Le simulateur Mon estimation retraite vient d’être mis à jour pour intégrer la suspension de la réforme des retraites actée dans la LFSS 2026. Objectif : clarifier enfin une question simple en apparence, mais explosive en pratique : quand pourrez-vous partir et avec combien, selon votre génération et votre carrière.
Suspension de la réforme des retraites et nouvelles règles en 2026
Ce que prévoit la suspension de la réforme Borne
La loi de financement de la Sécurité sociale pour 2026 a acté une suspension temporaire de la réforme des retraites de 2023. Concrètement, le relèvement progressif de l’âge légal et de la durée de cotisation est gelé à compter du 1er septembre 2026.
L’âge légal minimum de départ est ainsi figé à 62 ans et 9 mois, tandis que la durée d’assurance requise pour le taux plein est arrêtée à 170 trimestres. Ces règles resteront en vigueur jusqu’au 1er janvier 2028.
À cette date, le calendrier initial de la réforme Borne reprendra son cours, avec une nouvelle hausse progressive de l’âge légal et du nombre de trimestres exigés.
Quelles générations sont réellement concernées
La suspension concerne principalement les assurés nés entre le 1er janvier 1964 et le 31 mars 1965. Pour ces générations, les conditions de départ sont sécurisées malgré l’instabilité législative récente.
Sans cette mesure, ces assurés auraient dû partir jusqu’à six mois plus tard et valider deux trimestres supplémentaires.
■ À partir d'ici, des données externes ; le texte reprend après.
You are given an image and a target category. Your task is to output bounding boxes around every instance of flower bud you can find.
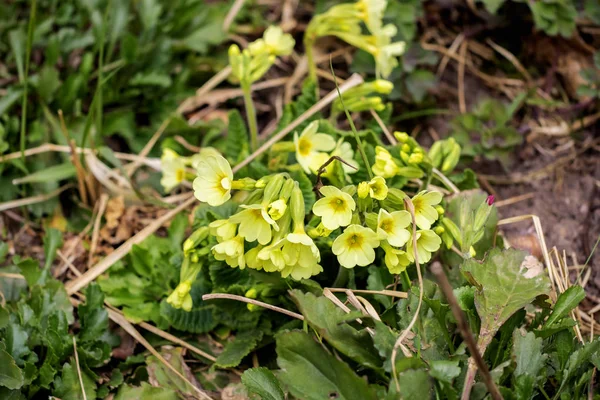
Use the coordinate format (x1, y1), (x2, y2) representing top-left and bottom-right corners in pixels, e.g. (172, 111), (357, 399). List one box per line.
(473, 196), (493, 232)
(373, 79), (394, 94)
(290, 182), (306, 226)
(183, 226), (209, 253)
(267, 199), (287, 221)
(263, 174), (285, 204)
(369, 176), (388, 200)
(408, 153), (423, 164)
(429, 140), (444, 168)
(394, 132), (409, 143)
(357, 182), (370, 199)
(441, 143), (460, 173)
(398, 166), (425, 179)
(231, 178), (256, 190)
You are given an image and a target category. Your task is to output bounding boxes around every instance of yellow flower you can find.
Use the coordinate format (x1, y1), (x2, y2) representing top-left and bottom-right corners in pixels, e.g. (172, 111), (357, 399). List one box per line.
(377, 208), (411, 247)
(356, 182), (371, 199)
(281, 264), (323, 281)
(412, 190), (443, 229)
(194, 155), (233, 206)
(248, 26), (295, 56)
(406, 230), (442, 264)
(381, 242), (411, 274)
(208, 219), (237, 242)
(189, 147), (221, 169)
(257, 240), (285, 272)
(167, 281), (193, 311)
(356, 0), (387, 32)
(211, 236), (246, 269)
(313, 186), (356, 230)
(282, 232), (321, 269)
(294, 121), (335, 173)
(269, 199), (287, 221)
(369, 176), (388, 200)
(229, 204), (279, 244)
(160, 149), (186, 193)
(373, 146), (398, 178)
(331, 224), (379, 268)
En pratique, cela représente un gain significatif pour une population déjà proche de la liquidation.
À l’échelle nationale, l’impact reste toutefois limité : moins d’un départ à la retraite sur dix en 2026 serait directement concerné par la suspension.
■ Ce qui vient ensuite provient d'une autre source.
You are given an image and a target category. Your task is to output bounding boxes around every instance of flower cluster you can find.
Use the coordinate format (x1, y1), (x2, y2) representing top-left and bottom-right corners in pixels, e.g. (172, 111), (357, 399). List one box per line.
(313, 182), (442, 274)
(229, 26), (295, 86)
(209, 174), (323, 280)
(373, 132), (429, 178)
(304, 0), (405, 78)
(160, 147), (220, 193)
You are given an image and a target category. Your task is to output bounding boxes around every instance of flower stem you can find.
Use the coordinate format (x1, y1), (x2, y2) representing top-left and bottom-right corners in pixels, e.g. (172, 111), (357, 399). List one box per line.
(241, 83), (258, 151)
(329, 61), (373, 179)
Le simulateur Mon estimation retraite enfin mis à jour
Ce que le simulateur calcule désormais
Quelques semaines après la promulgation de la LFSS 2026, le simulateur officiel Mon estimation retraite a été actualisé par le groupement Union retraite. Il intègre désormais les règles issues de la suspension de la réforme.
L’outil permet d’estimer, pour chaque âge de départ possible, le nombre de trimestres requis ainsi qu’un montant mensuel indicatif de pension, en tenant compte des nouvelles bornes d’âge et de durée d’assurance.
Cette mise à jour concerne aussi bien les simulations réalisées avec un compte personnel que celles effectuées en mode non connecté.
Les changements intégrés pour les parents et carrières spécifiques
Au-delà du gel de l’âge légal, le simulateur prend désormais en compte des ajustements plus ciblés. C’est notamment le cas du calcul du revenu annuel moyen pour certaines mères de famille.
Selon la situation, les 23 ou 24 meilleures années sont désormais retenues pour le calcul de la retraite de base, une mesure applicable à partir du 1er septembre 2026.
D’autres évolutions sont déjà prévues, comme l’intégration de nouveaux trimestres liés aux enfants ou aux carrières longues, mais elles restent conditionnées à la publication des décrets d’application.
Ce que les futurs retraités doivent anticiper dès maintenant
Quand et comment déposer sa demande de retraite
Malgré la mise à jour rapide des outils, la suspension de la réforme ne modifie pas les règles de dépôt des dossiers. Une demande de retraite ne peut être déposée que cinq mois avant la date effective de départ.
La suspension s’appliquant uniquement aux départs à compter du 1er septembre 2026, les assurés concernés pourront engager leurs démarches à partir du 1er avril 2026 via le portail officiel Info Retraite.
Le simulateur reste un outil d’aide à la décision : il ne vaut ni validation des droits, ni demande formelle de liquidation.
Les prochaines mises à jour attendues avant l’été
D’autres évolutions du simulateur sont attendues dans les prochains mois, en lien avec les mesures prévues par la LFSS 2026. Certaines concernent des situations très spécifiques, mais peuvent avoir un impact individuel important.
Parmi elles figurent l’ajout de trimestres “enfant” pour les carrières longues, la mise à jour de la surcote parentale ou encore une bonification de durée pour certaines femmes fonctionnaires.
Un nouveau parcours de simulation dédié au cumul emploi-retraite doit également être déployé, afin de mieux accompagner les assurés dans un contexte réglementaire encore mouvant.